Hugh McNeil

Personal information
- Date of birth: 1878
- Place of birth: Motherwell, Scotland
- Date of death: 10 January 1960 (aged 81–82)
- Place of death: Hartwood, Scotland
- Position(s): Centre half

Senior career*
- Years: Team / Apps / (Gls)
- –: Mossend Brigade
- –: Dalziel Rovers
- 1899–1900: Motherwell / 16 / (2)
- 1900–1902: Celtic / 2 / (0)
- 1901: → Motherwell (loan) / 3 / (0)
- 1901–1902: Hamilton Academical / 18 / (2)
- 1902–1904: Morton / 45 / (3)
- 1904–1914: Motherwell / 248 / (4)
- 1914–1915: Wishaw Thistle
- 1915–1916: Royal Albert
- Total:  / 332 / (11)

= Hugh McNeil =

Scottish footballer

Hugh McNeil (1878 – 10 January 1960) was a Scottish footballer who played as a centre half, with his longest spell being ten years with Motherwell.
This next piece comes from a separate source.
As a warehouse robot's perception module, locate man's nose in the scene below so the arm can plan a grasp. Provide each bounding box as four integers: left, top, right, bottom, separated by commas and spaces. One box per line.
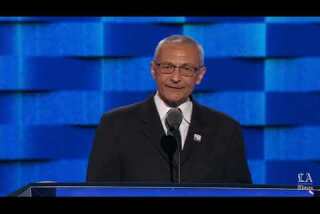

He had already spent a season with the club earlier in his career after graduating from the junior level, with his other Scottish Football League employers between his two main Fir Park spells being Celtic (his time there including a short loan back to Motherwell), Hamilton Academical and Morton. He survived a serious motorcycle crach in 1913, later going on to play for Wishaw Thistle and Royal Albert.

His son of the same name was also a footballer who too played for Motherwell and Hamilton in the same position.